Password hashing helper functions generate salt insecurely
mammothbane opened this issue · comments
The password hashing functions depend on math/rand
to generate the salt, but that package isn't suitable on its own as a source of cryptographic randomness (rabbit-hole doesn't even seed the default source). Salt generation should depend on crypto/rand
instead.
Additionally, restricting the permissible set of values for the salt to just ASCII upper-/lowercase means that the salt only has ~24 bits of effective entropy out of the possible 32.
@mammothbane you are welcome to submit a pull request that addresses both.
I am not a security expert and not sure I correctly understood the comment on ~ 24 bits vs. 32 but I have extended the source range to include digits.

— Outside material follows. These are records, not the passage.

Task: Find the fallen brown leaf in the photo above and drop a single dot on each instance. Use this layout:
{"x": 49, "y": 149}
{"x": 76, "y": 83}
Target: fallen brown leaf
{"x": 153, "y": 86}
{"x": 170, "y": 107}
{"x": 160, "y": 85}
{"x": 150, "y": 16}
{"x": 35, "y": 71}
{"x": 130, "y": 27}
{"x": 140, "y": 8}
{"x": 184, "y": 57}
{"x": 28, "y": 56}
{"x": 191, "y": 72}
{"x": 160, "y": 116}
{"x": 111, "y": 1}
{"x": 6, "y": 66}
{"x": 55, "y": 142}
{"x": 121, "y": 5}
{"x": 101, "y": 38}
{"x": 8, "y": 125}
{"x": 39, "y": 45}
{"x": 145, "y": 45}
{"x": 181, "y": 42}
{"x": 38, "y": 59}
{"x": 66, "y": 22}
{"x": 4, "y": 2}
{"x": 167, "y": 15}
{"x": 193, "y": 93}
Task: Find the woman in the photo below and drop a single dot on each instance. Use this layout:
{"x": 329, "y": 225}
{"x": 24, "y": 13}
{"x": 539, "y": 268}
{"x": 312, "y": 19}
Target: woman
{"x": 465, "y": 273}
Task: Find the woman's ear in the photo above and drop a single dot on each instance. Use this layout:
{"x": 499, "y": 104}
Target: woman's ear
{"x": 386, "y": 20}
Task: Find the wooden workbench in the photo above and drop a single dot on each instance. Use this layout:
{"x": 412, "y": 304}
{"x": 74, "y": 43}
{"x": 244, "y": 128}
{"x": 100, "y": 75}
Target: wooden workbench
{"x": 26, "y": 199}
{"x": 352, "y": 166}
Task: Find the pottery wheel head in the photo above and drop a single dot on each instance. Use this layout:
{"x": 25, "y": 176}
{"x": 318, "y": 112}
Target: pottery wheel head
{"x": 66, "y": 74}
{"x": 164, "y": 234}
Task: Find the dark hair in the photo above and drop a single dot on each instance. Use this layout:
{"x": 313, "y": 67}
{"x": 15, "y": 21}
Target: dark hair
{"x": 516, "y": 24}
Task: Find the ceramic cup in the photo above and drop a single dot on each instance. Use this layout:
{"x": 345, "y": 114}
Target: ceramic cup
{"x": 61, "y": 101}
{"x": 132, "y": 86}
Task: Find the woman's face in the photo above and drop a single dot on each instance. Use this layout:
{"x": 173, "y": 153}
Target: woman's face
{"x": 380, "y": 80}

If there is a better way to produce a salt value, please submit a PR. I hope this is "secure enough" for most use cases now that we use crypto/rand
. And for all others, they can generate a value they need since these functions are just that, convenience helpers.
f34a861 introduced a test failure that seemed legit and therefore was reverted.
My conclusion is this: the salt source characters in the first attempt used some of the characters that differ between URL-safe and standard base64 encoding. This client was using the former while RabbitMQ expects the latter (these values are not passed as part of the URI). The mismatch resulted in 400 Bad Request
responses. Since there was a probabilistic component to this (the salt value), sometimes the suite would pass and sometimes it would fail.